El modelo de Florentino Pérez siempre ha sido el de los cromos, dicho sea con el máximo respeto, plantillas estupendas que no necesitan de grandes alardes tácticos para imponer su calidad, de ahí que abunden los títulos europeos y escaseen los domésticos, donde la regularidad acostumbra a imponerse sobre los fogonazos: hablando en plata, el Madrid es una madre del medio fondo, pero una bestia cuando toca jugarse los títulos a hostias. El propio Zidane formó parte de los primeros ensayos, galáctico descomunal que acudía al despacho del presidente cuando surgían problemas, nunca a la caseta del entrenador. “Luis no me pasa la pelota, Presi” es una de las grandes frases de la historia del Real, pero también la constatación de que el articulado del equipo blanco no siempre era de la incumbencia de Del Bosque. Bajo estos condicionantes aceptó Zidane entrenar el proyecto de Pérez hasta en dos ocasiones, probablemente ilusionado en cambiar algunas cosas y reforzar la figura del entrenador de cara al exigente futuro.

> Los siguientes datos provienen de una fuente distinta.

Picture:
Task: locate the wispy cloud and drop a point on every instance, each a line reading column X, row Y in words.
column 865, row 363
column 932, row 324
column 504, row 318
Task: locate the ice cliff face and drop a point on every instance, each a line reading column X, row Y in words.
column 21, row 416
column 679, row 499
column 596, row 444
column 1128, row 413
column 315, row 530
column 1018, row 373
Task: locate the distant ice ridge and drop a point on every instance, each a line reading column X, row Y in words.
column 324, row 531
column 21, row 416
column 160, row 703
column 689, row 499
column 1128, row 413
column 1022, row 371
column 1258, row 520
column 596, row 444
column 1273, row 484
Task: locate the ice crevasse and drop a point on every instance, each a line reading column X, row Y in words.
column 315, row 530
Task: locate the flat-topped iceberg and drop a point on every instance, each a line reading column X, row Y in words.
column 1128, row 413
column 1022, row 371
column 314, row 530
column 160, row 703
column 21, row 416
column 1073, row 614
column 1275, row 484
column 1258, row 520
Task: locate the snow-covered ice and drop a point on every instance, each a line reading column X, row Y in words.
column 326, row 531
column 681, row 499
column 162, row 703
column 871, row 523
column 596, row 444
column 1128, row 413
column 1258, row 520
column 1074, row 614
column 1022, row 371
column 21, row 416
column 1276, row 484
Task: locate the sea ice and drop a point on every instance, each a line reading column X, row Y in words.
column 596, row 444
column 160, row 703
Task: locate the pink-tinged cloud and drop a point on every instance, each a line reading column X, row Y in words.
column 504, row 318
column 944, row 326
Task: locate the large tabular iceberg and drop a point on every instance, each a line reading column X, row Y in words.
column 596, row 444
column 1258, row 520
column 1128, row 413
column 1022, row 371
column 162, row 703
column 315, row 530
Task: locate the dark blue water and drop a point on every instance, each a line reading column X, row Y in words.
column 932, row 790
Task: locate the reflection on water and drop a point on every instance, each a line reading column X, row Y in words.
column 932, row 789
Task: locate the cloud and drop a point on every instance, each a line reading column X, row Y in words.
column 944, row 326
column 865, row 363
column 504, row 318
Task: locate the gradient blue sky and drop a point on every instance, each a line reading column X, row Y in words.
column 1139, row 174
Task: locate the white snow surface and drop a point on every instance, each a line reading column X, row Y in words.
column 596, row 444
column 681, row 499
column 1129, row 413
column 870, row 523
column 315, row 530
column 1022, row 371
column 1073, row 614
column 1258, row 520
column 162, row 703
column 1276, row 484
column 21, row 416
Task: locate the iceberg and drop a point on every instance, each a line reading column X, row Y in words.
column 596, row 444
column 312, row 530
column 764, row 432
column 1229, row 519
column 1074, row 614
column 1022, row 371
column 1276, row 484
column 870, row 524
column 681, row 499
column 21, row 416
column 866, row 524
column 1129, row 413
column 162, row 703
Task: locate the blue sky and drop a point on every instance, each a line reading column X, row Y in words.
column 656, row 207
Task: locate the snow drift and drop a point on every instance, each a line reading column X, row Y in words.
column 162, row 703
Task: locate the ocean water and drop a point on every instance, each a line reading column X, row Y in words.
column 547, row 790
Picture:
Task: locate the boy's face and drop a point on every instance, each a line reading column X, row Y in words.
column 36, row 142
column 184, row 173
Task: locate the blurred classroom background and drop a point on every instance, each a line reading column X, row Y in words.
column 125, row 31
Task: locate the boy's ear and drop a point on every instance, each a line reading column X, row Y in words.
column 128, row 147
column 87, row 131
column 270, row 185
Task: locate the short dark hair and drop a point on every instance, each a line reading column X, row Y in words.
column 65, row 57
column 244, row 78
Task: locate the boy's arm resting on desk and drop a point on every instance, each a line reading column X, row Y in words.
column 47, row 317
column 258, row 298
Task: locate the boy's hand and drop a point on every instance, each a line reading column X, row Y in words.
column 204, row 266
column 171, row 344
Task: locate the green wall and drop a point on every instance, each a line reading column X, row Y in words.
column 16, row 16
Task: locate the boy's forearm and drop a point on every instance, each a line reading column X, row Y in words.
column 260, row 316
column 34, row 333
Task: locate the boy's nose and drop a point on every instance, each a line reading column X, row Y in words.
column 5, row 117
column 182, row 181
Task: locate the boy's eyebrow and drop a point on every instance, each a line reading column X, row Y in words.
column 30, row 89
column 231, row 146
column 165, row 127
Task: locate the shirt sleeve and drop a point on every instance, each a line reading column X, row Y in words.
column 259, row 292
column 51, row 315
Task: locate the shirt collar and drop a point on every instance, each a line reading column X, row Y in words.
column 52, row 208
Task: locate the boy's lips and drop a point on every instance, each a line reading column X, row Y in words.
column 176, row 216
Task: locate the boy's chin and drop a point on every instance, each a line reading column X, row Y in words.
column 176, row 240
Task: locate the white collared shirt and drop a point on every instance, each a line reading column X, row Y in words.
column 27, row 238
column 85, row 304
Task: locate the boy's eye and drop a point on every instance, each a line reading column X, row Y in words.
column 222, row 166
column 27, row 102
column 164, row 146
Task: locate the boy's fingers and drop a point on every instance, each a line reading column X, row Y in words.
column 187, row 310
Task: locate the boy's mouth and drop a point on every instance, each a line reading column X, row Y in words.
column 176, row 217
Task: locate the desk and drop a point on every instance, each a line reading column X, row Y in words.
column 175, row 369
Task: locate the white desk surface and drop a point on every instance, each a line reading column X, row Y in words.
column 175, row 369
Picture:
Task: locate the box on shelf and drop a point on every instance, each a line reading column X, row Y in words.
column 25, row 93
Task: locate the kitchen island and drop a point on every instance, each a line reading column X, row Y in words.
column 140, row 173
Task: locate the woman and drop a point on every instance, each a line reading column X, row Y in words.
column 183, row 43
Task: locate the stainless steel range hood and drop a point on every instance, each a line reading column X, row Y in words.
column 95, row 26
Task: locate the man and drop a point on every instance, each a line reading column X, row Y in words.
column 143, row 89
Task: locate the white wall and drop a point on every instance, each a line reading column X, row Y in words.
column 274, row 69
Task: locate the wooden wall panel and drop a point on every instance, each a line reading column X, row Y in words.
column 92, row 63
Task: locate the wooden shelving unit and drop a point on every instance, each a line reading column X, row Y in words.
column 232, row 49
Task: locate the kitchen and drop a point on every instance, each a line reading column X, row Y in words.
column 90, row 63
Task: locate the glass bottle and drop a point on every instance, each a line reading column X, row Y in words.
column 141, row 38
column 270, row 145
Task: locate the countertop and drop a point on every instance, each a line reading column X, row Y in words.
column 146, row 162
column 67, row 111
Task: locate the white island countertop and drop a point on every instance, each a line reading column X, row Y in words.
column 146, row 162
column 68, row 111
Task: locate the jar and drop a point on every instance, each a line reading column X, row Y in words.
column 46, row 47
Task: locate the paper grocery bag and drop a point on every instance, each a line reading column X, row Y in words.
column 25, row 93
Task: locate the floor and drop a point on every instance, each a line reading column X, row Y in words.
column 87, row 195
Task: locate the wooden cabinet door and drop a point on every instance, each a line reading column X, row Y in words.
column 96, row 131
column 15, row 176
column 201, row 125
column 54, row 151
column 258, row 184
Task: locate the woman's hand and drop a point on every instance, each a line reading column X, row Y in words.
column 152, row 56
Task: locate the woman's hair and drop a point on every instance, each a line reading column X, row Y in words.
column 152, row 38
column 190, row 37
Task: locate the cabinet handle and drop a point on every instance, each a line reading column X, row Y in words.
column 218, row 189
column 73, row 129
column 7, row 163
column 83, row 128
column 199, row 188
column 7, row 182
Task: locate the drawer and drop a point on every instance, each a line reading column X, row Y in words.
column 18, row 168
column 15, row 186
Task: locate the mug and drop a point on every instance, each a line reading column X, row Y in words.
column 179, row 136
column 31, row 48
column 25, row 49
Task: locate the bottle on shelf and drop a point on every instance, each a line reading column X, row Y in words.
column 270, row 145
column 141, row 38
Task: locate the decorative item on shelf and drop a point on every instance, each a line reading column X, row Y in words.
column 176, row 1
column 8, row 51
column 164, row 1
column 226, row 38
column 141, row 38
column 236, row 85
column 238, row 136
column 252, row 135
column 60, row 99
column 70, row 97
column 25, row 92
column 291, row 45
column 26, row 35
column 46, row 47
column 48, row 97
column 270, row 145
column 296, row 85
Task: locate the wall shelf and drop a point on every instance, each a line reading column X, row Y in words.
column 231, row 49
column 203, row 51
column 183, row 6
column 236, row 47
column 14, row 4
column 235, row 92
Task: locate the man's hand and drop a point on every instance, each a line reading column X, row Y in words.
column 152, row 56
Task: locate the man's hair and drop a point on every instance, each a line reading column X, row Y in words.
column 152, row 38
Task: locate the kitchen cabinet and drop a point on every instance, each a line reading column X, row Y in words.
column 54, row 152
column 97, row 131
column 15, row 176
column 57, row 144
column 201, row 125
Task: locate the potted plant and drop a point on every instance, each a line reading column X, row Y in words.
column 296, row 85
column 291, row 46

Es lo que se intuye en su carta de despedida, al menos: un texto con ese aire de despecho que suele acompañar al soñador cuando la realidad le parte los paréntesis. Y es, también, lo que se vislumbra tras el empeño del presidente por llevar a buen puerto el proyecto de la Superliga, quizá su última oportunidad de perpetuar un modelo que se basa en comprar a los mejores jugadores del mundo con un amplio margen de error. Le ha bastado a Florentino, por ejemplo, con acertar plenamente en el fichaje de Sergio Ramos para compensar otros muchos sin pies ni cabeza, pero también algunos con todas las credenciales del éxito selladas que, sin embargo, terminaron sucumbiendo al mal de altura.

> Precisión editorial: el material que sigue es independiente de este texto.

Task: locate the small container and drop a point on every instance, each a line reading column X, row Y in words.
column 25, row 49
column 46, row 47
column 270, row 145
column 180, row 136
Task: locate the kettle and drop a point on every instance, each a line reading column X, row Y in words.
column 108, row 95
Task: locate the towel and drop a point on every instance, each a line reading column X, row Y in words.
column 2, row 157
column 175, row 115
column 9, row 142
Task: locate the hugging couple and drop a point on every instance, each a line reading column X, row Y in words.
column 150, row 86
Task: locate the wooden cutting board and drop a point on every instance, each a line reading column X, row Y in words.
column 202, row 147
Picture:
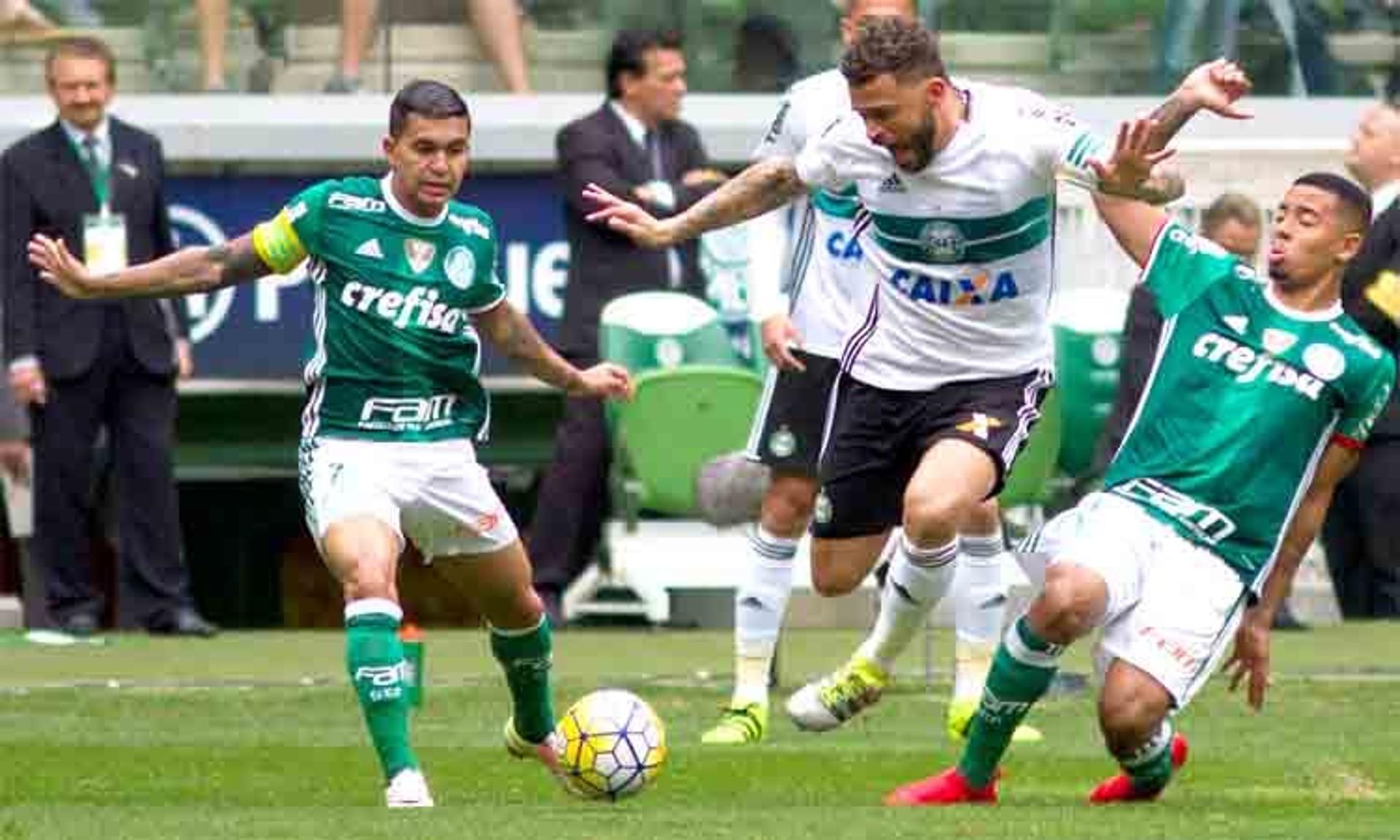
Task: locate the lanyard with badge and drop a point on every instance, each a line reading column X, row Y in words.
column 104, row 233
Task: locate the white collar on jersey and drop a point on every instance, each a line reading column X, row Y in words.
column 386, row 188
column 1385, row 195
column 1318, row 315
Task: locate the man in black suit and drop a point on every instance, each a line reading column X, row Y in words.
column 1363, row 531
column 634, row 146
column 98, row 184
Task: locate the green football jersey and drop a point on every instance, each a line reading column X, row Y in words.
column 1242, row 401
column 394, row 351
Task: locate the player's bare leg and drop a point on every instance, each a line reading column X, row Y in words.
column 759, row 605
column 500, row 584
column 363, row 552
column 952, row 478
column 1070, row 607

Volar alto es costumbre en un club que utiliza cuartillas con la leyenda de Ícaro para que el turista no le pise lo fregado, pero que la próxima temporada correrá el riesgo de buscar el asalto de los cielos sin apenas astronautas. Mientras la élite del fútbol europeo se arma bajo el sello inconfundible de sus entrenadores, el Madrid redobla la apuesta por su intrascendencia, otra vez en manos de un Ancelotti que ya fue despedido en su día por exceso de pegas. En cualquier otro club se podría anticipar algo parecido a un suicidio, pero el Real ya nos ha demostrado en demasiadas ocasiones que es incapaz de morir incluso cuando se empeña en matarse: una maldición, a fin de cuentas, como otra cualquiera.